Streaming

Stream tokens from LLM completions in Kotlin

Streaming

Blazen’s Kotlin binding surfaces streaming chat completions through a sink-callback interface. The most ergonomic way to consume one is to wrap it in a kotlinx.coroutines.flow.Flow<StreamChunk> via callbackFlow — iterate with collect, cancel by cancelling the surrounding coroutine, and read the terminal finish_reason / usage after the flow completes.

The streaming primitives

Two pieces drive every streaming completion:

completeStreaming(model, request, sink) — a top-level suspend fun from dev.zorpx.blazen.uniffi.* that starts the stream and returns once the model has finished generating.
CompletionStreamSink — a generated callback interface the framework calls into for each chunk plus the terminal onDone / onError:

public interface CompletionStreamSink {
    suspend fun onChunk(chunk: StreamChunk)
    suspend fun onDone(finishReason: String, usage: TokenUsage)
    suspend fun onError(err: BlazenException)
}

StreamChunk carries contentDelta: String (the incremental text), toolCalls: List<ToolCall> (a snapshot, not append-only), and isFinal: Boolean (a UI hint — the authoritative completion signal is onDone).

On a successful run the sink receives zero or more onChunk callbacks followed by exactly one onDone. On failure the framework calls onError instead — onDone is only invoked on the happy path, so a missing onDone always means an error fired.

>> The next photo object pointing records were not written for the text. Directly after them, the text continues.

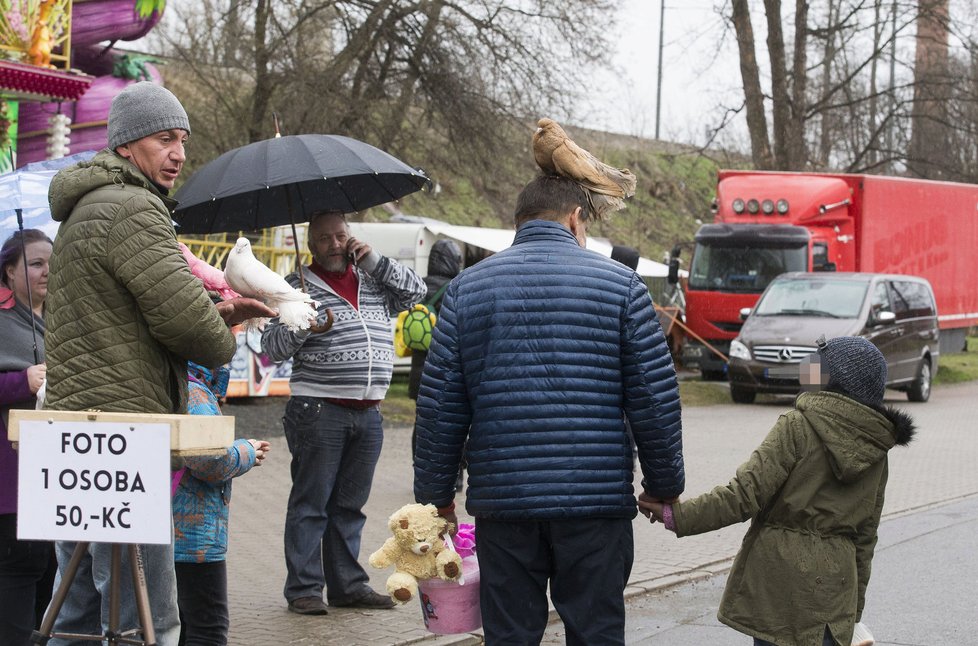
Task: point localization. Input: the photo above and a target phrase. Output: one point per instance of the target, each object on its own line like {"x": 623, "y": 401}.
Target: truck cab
{"x": 766, "y": 224}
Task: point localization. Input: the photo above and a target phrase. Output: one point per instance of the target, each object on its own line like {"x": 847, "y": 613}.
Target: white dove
{"x": 249, "y": 277}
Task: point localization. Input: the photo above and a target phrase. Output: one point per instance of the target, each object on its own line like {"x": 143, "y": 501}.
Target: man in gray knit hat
{"x": 124, "y": 315}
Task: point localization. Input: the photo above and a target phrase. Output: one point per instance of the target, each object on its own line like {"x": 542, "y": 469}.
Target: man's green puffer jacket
{"x": 123, "y": 312}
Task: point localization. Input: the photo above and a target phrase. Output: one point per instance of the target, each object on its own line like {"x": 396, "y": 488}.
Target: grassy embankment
{"x": 954, "y": 368}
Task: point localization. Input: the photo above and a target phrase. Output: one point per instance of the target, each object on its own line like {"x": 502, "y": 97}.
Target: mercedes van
{"x": 896, "y": 312}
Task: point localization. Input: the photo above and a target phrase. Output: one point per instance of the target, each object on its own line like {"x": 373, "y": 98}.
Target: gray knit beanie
{"x": 855, "y": 368}
{"x": 143, "y": 109}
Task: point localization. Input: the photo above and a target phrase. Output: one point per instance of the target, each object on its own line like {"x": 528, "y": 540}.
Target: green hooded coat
{"x": 123, "y": 312}
{"x": 814, "y": 489}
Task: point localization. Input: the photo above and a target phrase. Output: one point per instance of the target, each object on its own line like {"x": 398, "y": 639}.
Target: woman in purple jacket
{"x": 26, "y": 567}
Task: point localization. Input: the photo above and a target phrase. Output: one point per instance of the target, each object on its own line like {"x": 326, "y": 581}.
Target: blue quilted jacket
{"x": 539, "y": 355}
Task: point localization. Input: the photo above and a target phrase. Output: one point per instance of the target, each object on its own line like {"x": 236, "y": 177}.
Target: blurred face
{"x": 159, "y": 156}
{"x": 810, "y": 374}
{"x": 38, "y": 255}
{"x": 328, "y": 238}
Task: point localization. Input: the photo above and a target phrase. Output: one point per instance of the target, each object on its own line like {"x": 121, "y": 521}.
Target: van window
{"x": 881, "y": 300}
{"x": 813, "y": 297}
{"x": 911, "y": 300}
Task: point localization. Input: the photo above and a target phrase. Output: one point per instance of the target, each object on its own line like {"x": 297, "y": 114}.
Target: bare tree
{"x": 456, "y": 83}
{"x": 830, "y": 103}
{"x": 932, "y": 85}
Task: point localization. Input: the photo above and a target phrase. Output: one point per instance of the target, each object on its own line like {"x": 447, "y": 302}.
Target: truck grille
{"x": 782, "y": 353}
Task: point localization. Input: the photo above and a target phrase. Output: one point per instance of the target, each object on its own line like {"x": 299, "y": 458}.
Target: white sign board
{"x": 102, "y": 482}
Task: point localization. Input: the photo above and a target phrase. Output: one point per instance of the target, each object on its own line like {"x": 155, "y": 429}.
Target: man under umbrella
{"x": 332, "y": 421}
{"x": 124, "y": 315}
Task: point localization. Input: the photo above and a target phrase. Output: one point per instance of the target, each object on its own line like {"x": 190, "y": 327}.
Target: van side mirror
{"x": 884, "y": 317}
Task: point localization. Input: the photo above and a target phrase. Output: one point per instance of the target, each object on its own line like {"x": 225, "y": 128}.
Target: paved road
{"x": 939, "y": 467}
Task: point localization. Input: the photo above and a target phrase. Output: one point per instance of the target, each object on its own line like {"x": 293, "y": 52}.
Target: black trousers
{"x": 27, "y": 570}
{"x": 202, "y": 594}
{"x": 586, "y": 563}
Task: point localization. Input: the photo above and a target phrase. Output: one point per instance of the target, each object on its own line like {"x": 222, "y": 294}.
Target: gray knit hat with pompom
{"x": 855, "y": 367}
{"x": 143, "y": 109}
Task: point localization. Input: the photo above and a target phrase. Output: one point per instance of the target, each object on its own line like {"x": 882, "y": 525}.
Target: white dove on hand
{"x": 249, "y": 277}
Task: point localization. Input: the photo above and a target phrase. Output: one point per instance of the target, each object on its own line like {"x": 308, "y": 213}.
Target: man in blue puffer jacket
{"x": 541, "y": 353}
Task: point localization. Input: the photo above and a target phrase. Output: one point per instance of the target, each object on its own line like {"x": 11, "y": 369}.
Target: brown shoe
{"x": 372, "y": 600}
{"x": 308, "y": 606}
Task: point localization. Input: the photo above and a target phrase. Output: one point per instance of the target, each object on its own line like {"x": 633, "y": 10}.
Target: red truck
{"x": 769, "y": 223}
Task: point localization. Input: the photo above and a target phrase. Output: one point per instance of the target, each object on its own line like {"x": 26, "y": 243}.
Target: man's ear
{"x": 576, "y": 225}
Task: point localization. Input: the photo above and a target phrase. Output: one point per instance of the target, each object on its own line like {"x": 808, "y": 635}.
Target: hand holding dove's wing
{"x": 249, "y": 277}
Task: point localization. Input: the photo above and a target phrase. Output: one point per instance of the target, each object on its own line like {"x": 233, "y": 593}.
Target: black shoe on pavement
{"x": 370, "y": 600}
{"x": 308, "y": 606}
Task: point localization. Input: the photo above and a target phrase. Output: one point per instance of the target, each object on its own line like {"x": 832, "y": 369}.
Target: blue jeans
{"x": 203, "y": 597}
{"x": 86, "y": 608}
{"x": 586, "y": 562}
{"x": 334, "y": 452}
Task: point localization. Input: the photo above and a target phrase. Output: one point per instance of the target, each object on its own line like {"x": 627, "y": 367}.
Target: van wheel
{"x": 713, "y": 375}
{"x": 741, "y": 395}
{"x": 919, "y": 390}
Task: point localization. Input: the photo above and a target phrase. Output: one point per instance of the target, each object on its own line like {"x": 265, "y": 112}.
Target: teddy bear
{"x": 416, "y": 550}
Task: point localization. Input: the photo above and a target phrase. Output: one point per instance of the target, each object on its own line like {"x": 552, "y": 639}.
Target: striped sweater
{"x": 355, "y": 358}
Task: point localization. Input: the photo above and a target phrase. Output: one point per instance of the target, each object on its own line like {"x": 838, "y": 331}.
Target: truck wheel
{"x": 741, "y": 395}
{"x": 920, "y": 388}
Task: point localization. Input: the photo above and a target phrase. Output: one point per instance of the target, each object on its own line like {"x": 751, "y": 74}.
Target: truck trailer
{"x": 767, "y": 223}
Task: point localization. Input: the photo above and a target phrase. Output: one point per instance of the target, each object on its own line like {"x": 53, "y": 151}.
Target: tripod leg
{"x": 115, "y": 572}
{"x": 43, "y": 634}
{"x": 142, "y": 596}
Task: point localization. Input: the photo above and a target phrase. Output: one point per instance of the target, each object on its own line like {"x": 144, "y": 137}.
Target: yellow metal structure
{"x": 35, "y": 26}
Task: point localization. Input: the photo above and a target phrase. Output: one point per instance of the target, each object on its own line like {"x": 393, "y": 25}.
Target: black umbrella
{"x": 286, "y": 179}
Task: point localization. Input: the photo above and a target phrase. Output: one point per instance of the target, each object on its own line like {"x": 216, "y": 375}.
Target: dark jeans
{"x": 202, "y": 594}
{"x": 27, "y": 570}
{"x": 334, "y": 453}
{"x": 826, "y": 640}
{"x": 586, "y": 562}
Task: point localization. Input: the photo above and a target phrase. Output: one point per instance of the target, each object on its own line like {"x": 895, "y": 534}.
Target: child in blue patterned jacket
{"x": 200, "y": 518}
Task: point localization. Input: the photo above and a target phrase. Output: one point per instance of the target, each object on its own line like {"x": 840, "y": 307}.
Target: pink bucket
{"x": 449, "y": 608}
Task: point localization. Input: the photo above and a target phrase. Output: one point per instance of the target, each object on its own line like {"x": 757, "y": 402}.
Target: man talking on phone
{"x": 332, "y": 420}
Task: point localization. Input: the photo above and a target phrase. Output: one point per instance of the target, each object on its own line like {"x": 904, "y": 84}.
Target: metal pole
{"x": 891, "y": 124}
{"x": 658, "y": 81}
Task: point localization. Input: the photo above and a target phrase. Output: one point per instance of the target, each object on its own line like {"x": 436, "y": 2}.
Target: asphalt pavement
{"x": 922, "y": 591}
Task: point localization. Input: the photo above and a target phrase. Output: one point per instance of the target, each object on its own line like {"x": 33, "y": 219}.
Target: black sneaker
{"x": 308, "y": 606}
{"x": 372, "y": 600}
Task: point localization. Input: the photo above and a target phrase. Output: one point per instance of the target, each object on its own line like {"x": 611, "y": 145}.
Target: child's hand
{"x": 651, "y": 507}
{"x": 261, "y": 449}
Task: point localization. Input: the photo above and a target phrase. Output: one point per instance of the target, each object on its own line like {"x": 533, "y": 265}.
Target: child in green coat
{"x": 813, "y": 491}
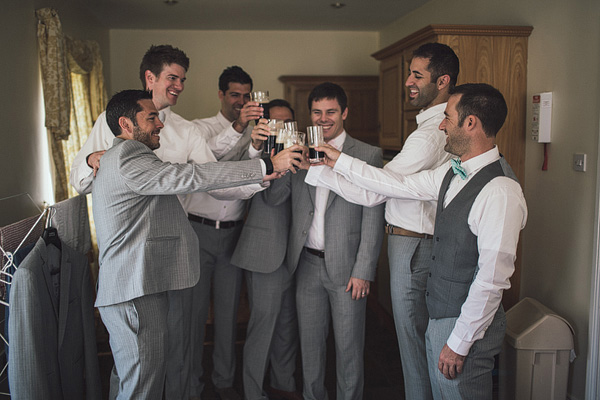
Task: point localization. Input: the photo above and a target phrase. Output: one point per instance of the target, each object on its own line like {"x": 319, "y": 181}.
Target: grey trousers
{"x": 318, "y": 301}
{"x": 216, "y": 248}
{"x": 138, "y": 340}
{"x": 409, "y": 267}
{"x": 178, "y": 354}
{"x": 272, "y": 334}
{"x": 475, "y": 382}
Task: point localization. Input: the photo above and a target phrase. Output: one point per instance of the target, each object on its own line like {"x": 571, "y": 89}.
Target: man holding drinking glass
{"x": 218, "y": 224}
{"x": 333, "y": 247}
{"x": 272, "y": 336}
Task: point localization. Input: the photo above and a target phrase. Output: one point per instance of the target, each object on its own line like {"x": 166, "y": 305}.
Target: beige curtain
{"x": 56, "y": 86}
{"x": 74, "y": 93}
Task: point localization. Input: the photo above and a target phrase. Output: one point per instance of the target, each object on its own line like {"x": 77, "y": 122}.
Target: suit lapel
{"x": 47, "y": 278}
{"x": 65, "y": 283}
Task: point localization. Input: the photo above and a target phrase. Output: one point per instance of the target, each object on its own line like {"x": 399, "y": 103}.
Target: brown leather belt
{"x": 318, "y": 253}
{"x": 214, "y": 224}
{"x": 396, "y": 230}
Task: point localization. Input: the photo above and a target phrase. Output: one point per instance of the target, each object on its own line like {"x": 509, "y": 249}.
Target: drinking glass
{"x": 314, "y": 135}
{"x": 274, "y": 126}
{"x": 261, "y": 97}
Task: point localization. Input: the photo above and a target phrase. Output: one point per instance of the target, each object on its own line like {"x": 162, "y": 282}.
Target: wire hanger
{"x": 50, "y": 234}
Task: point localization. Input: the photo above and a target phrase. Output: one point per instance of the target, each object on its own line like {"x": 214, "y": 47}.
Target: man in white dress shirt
{"x": 218, "y": 224}
{"x": 409, "y": 223}
{"x": 162, "y": 71}
{"x": 333, "y": 249}
{"x": 479, "y": 217}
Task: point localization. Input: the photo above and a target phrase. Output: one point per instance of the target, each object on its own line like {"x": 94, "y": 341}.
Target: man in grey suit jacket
{"x": 146, "y": 245}
{"x": 272, "y": 335}
{"x": 335, "y": 246}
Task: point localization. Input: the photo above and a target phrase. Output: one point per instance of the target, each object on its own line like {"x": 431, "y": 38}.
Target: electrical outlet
{"x": 579, "y": 162}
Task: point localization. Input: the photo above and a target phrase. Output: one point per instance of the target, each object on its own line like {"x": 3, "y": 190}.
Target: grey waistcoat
{"x": 453, "y": 263}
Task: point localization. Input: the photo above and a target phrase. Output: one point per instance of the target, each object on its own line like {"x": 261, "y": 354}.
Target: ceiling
{"x": 356, "y": 15}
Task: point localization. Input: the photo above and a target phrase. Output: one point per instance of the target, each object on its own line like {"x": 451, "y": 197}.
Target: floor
{"x": 383, "y": 372}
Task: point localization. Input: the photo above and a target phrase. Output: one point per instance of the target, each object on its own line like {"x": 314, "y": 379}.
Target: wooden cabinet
{"x": 362, "y": 92}
{"x": 488, "y": 54}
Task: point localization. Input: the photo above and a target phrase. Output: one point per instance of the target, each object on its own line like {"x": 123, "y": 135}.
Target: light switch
{"x": 579, "y": 162}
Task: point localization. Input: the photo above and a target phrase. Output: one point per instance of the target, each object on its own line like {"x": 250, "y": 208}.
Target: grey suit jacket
{"x": 263, "y": 242}
{"x": 353, "y": 233}
{"x": 53, "y": 351}
{"x": 146, "y": 243}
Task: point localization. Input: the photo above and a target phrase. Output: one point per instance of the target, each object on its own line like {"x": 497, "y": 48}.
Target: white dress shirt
{"x": 315, "y": 238}
{"x": 498, "y": 214}
{"x": 178, "y": 138}
{"x": 218, "y": 205}
{"x": 219, "y": 133}
{"x": 423, "y": 150}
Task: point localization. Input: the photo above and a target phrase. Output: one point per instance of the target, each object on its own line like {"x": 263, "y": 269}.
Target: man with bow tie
{"x": 480, "y": 213}
{"x": 433, "y": 72}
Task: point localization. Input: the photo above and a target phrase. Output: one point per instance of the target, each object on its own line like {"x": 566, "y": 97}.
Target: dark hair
{"x": 233, "y": 74}
{"x": 442, "y": 61}
{"x": 157, "y": 57}
{"x": 279, "y": 103}
{"x": 329, "y": 91}
{"x": 483, "y": 101}
{"x": 124, "y": 104}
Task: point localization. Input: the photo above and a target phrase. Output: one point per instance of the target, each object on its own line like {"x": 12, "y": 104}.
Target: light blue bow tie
{"x": 458, "y": 169}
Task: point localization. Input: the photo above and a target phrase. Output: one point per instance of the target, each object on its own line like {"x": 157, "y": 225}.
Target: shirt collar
{"x": 164, "y": 114}
{"x": 474, "y": 164}
{"x": 224, "y": 121}
{"x": 338, "y": 142}
{"x": 431, "y": 112}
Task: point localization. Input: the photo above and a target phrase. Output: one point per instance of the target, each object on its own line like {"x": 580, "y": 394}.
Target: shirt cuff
{"x": 253, "y": 153}
{"x": 312, "y": 176}
{"x": 263, "y": 167}
{"x": 343, "y": 164}
{"x": 458, "y": 346}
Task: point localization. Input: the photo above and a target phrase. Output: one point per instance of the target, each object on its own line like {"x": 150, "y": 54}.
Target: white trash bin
{"x": 536, "y": 353}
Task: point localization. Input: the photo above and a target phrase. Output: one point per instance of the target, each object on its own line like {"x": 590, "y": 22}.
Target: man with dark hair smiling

Wrapping the sink in a `Flow`

callbackFlow from kotlinx.coroutines.flow adapts the sink-callback interface into a structured-concurrency Flow<StreamChunk>:

import dev.zorpx.blazen.uniffi.BlazenException
import dev.zorpx.blazen.uniffi.ChatMessage
import dev.zorpx.blazen.uniffi.CompletionModel
import dev.zorpx.blazen.uniffi.CompletionRequest
import dev.zorpx.blazen.uniffi.CompletionStreamSink
import dev.zorpx.blazen.uniffi.StreamChunk
import dev.zorpx.blazen.uniffi.TokenUsage
import dev.zorpx.blazen.uniffi.completeStreaming
import kotlinx.coroutines.channels.awaitClose
import kotlinx.coroutines.flow.Flow
import kotlinx.coroutines.flow.callbackFlow

fun CompletionModel.streamChunks(request: CompletionRequest): Flow<StreamChunk> = callbackFlow {
    val sink = object : CompletionStreamSink {
        override suspend fun onChunk(chunk: StreamChunk) {
            send(chunk)
        }
        override suspend fun onDone(finishReason: String, usage: TokenUsage) {
            close()
        }
        override suspend fun onError(err: BlazenException) {
            close(err)
        }
    }
    completeStreaming(this@streamChunks, request, sink)
    awaitClose { /* nothing to clean up — sink references are dropped on cancel */ }
}

Now consumers just collect the flow:

import dev.zorpx.blazen.uniffi.newOpenaiCompletionModel
import kotlinx.coroutines.flow.collect
import kotlinx.coroutines.runBlocking

fun main() = runBlocking {
    val model = newOpenaiCompletionModel(
        apiKey = System.getenv("OPENAI_API_KEY") ?: "",
        model = "gpt-4o-mini",
        baseUrl = null,
    )
    model.use {
        val request = CompletionRequest(
            messages = listOf(
                ChatMessage(role = "system", content = "You are a helpful assistant.",
                            mediaParts = emptyList(), toolCalls = emptyList(),
                            toolCallId = null, name = null),
                ChatMessage(role = "user", content = "Tell me a short joke.",
                            mediaParts = emptyList(), toolCalls = emptyList(),
                            toolCallId = null, name = null),
            ),
            tools = emptyList(),
            temperature = 0.7,
            maxTokens = null,
            topP = null,
            model = null,
            responseFormatJson = null,
            system = null,
        )

        model.streamChunks(request).collect { chunk ->
            print(chunk.contentDelta)
        }
        println()
    }
}

Pass the empty string for apiKey to fall back to the provider’s well-known environment variable (OPENAI_API_KEY, ANTHROPIC_API_KEY, …). Every provider factory in dev.zorpx.blazen.uniffi follows the same shape.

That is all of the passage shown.